- Education: Cairo University (BS 1983) Al-Azhar University (MS 1988, PhD 1991) University of Georgia
- Known for: Chairman of NODCAR (2013–2019); Vice Dean of Pharmacy at BUE; contributions to the African Medicines Agency framework
- Awards: Yamagiwa-Yoshida (YY) Memorial International Cancer Study Grant (1999) Shoman Award for Arab Scientists (2000) Egyptian State Merit Award in Medical Sciences (2017) African Academy of Sciences Fellow (2020)
- Scientific career
- Fields: Toxicology, pharmacogenomics, precision medicine, drug regulation

= Osama Badary =

Egyptian professor of clinical pharmacy

Osama A. Badary is an Egyptian professor of Clinical Pharmacy at the British University in Egypt. He is the Vice Dean Pharmaceutical Research Faculty of Pharmacy. Previously, he held the positions of Vice Dean for Postgraduate Studies and Research, as well as Chairman of National Organization for Drug Control and Research (NODCAR), Cairo, Egypt.

== Education ==

He obtained his first degree in Pharmaceutical Sciences, from the Faculty of Pharmacy at Cairo University in 1983. In 1986, he obtained a diploma in Biochemical Analysis from a similar Faculty at Al- Azhar University, Egypt in 1986. In 1988, he earned his master's degree in pharmaceutical sciences with specialty in Pharmacology and Toxicology from Al-Azhar University, Egypt. In 1991, he obtained his PhD Pharmaceutical Sciences from Al-Azhar University and the University of Georgia.

== Career ==
In 2002, Badary became the Head of Department of Pharmacology and Toxicology, Faculty of Pharmacy, Helwan University, Helwan, Cairo, Egypt. In 2006, he was appointed as the Vice Dean of the same Faculty.
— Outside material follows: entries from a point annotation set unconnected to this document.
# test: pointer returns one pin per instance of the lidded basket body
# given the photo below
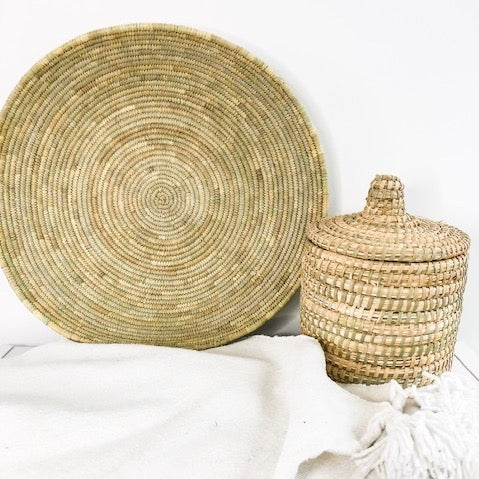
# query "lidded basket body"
(382, 290)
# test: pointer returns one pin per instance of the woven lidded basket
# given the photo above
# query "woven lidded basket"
(382, 290)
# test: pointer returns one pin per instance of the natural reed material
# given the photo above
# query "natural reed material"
(156, 184)
(382, 290)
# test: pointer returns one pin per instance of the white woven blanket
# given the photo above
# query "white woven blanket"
(260, 408)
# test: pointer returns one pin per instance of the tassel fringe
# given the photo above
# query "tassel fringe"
(428, 433)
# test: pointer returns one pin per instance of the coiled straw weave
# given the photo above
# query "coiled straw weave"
(156, 184)
(382, 290)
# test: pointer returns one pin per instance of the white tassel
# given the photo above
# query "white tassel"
(428, 433)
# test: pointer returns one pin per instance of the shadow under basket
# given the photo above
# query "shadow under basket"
(382, 290)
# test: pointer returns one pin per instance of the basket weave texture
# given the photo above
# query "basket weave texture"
(382, 290)
(156, 184)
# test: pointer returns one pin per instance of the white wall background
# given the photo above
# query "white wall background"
(391, 87)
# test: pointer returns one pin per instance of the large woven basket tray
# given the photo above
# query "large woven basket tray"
(156, 183)
(382, 290)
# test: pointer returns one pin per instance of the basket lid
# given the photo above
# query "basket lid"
(384, 231)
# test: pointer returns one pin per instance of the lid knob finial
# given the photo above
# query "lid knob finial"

In 2013, he was nominated as the Chairman of National Organization for Drug Control and Research, Cairo and in 2019, he was appointed as Vice Dean of Pharmaceutical Research Faculty of Pharmacy, the British University in Egypt BUE Cairo Egypt.
He is a member of the Alexander von Humboldt Foundation, Deutscher Akademischer Austauschd and Union for International Cancer Control and American Association for Cancer Research.

== Awards ==
In 1999, Badary received the Yamagiwa-Yoshida (YY) Memorial International Cancer Study Grant from the Union for International Cancer Control (UICC) to conduct advanced research in cancer pharmacology. In 2000, he received the Abdul Hameed Shoman Award for Arab Researchers in recognition of his scientific contributions to medical and pharmaceutical sciences.
In 2017, he was awarded Egypt's State Appreciation Award in Medical Sciences for his contributions to pharmaceutical research. In 2020, Badary was elected a Fellow of the African Academy of Sciences for his contributions to pharmacology and drug regulation.